Joaquim Pinto’s What Now? Remind Me opens on a rapturous image of a slug slowly — slooowly — making its way across a rough patch of twigs. The shot primes you for the rest of the movie. It slows down your heartbeat, attunes you to tiny changes within the frame, and prepares you for the drama of nature. By the time some nondescript shadows start to dance over the slug, it’s as if an army has invaded.

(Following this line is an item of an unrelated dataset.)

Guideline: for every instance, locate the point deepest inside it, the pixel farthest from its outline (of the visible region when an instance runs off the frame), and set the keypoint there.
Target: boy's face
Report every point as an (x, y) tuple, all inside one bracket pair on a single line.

There is simply no way to do justice to the majesty of What Now? Remind Me. A description of its subject matter would fall pathetically short and sound impossibly grim. It’s a nearly three-hour documentary, basically a video diary, of a year in the life of the HIV-positive Pinto, as he goes between his bucolic home in Portugal, where he lives with his husband Nuno Leonel, and Madrid, Spain, where he is undergoing a clinical trial for an unapproved treatment for Hepatitis C. (Hep C has led to an infection that’s caused cirrhosis, a situation exacerbated by the HIV.) For all that, this is not a medical documentary — even though there’s a lot of medicine and illness in it. It’s not even a particularly sad documentary, even though there’s plenty of sadness in it.

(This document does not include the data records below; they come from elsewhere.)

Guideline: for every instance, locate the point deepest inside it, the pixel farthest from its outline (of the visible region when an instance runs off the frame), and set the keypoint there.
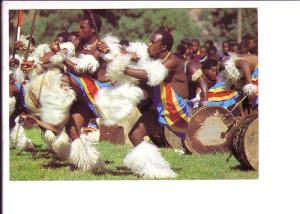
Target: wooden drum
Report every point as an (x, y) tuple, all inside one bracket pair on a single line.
[(245, 142), (207, 130)]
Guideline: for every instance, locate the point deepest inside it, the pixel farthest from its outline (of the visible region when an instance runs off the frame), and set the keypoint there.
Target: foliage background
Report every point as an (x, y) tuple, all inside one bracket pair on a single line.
[(136, 24)]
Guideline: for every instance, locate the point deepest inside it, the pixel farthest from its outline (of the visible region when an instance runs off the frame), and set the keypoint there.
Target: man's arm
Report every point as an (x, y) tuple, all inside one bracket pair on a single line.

Pinto’s perspective, even through all his pain, is lush, gentle, contemplative. He can be very direct, but he can also be touchingly mysterious. Telling us that his husband Nuno doesn’t want to be part of the film, Pinto shoots footage of him, then tells us, "I don't think you'll get to know Nuno.” It’s an offhand comment, beguiling in what it leaves unsaid. But the director can also be playful: “The doctors told me to stay optimistic, so I’m starting with a smile,” he says early on in the film, then cues a burst of rock music and superimposes a giant, vaguely terrifying X-ray image of his decaying teeth over a lovely shot of the road passing by: a sudden skeleton’s smile to greet you into this weird, mesmerizing movie.

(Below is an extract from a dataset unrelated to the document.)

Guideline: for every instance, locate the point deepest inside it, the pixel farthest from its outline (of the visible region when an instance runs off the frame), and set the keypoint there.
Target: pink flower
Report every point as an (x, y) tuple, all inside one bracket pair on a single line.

Perched between the cold, clinical world of illness and the redemptive world of nature, Pinto tries to show how time has slowed for him — not only due to the paralyzing effects of his treatment, but also because he’s more in touch with what’s around him. He gives the same scale to a dragonfly perched on a small branch as he does to a needle that might help save his own life. Pinto and his husband have adopted several stray dogs over the years; they helped the dogs recover, and now the dogs are helping them. “We still see ourselves at the top of a food chain that goes from simple to complex, from primitive to evolved, from darkness to light,” he ruminates. “In fact, we are survivors of a long, common history of many millions of years. We are just recent.” Onscreen, bacteria and viruses — our fellow survivors — take on beautiful, frightening forms.

The still, fixed nature of Pinto’s gaze can be both enthralling and nausea-inducing. At one point, he shows us a close-up of two rays of sunlight hitting the same spot on a wooden floor — only at this distance, it looks like an otherworldly landscape on the screen. At another point, Pinto films himself as he lies in bed, discussing the crippling side effects of Interferon. “I could call it inertia,” he says. “It is feeling one’s will disconnected from one’s body.” His philosophical spin is betrayed by the grievously visceral nature of this moment: Throughout the scene, Pinto remains perfectly, unnaturally still — as if even the slightest movement might bring on further pain.

What Now? Remind Me is all over the place, but it never feels messy or lax. It mimics the free-associative nature of memory. Pinto reflects on friends and collaborators he’s lost. Stray images from his youth — split seconds long — speak to the heartbreak of physical decay. But the film is also suffused with the beauty of the now. Pinto shoots one idyllic sojourn with Nuno and their dogs in a field from a distance: The family is a blur in the background, while a blade of grass stands in perfect focus in the foreground. The shot initially has the feeling of a memory being born; as if Pinto is capturing this moment of happiness even as it recedes into the past. Then one of the dogs wanders to the camera, as if sensing the presence of the viewer and inviting us to join them. Just like that, the illusion of loss is broken; you begin to sense that their happiness might be in this world a little while longer. It’s but one example of how What Now? Remind Me shows that cinema can help repair the soul.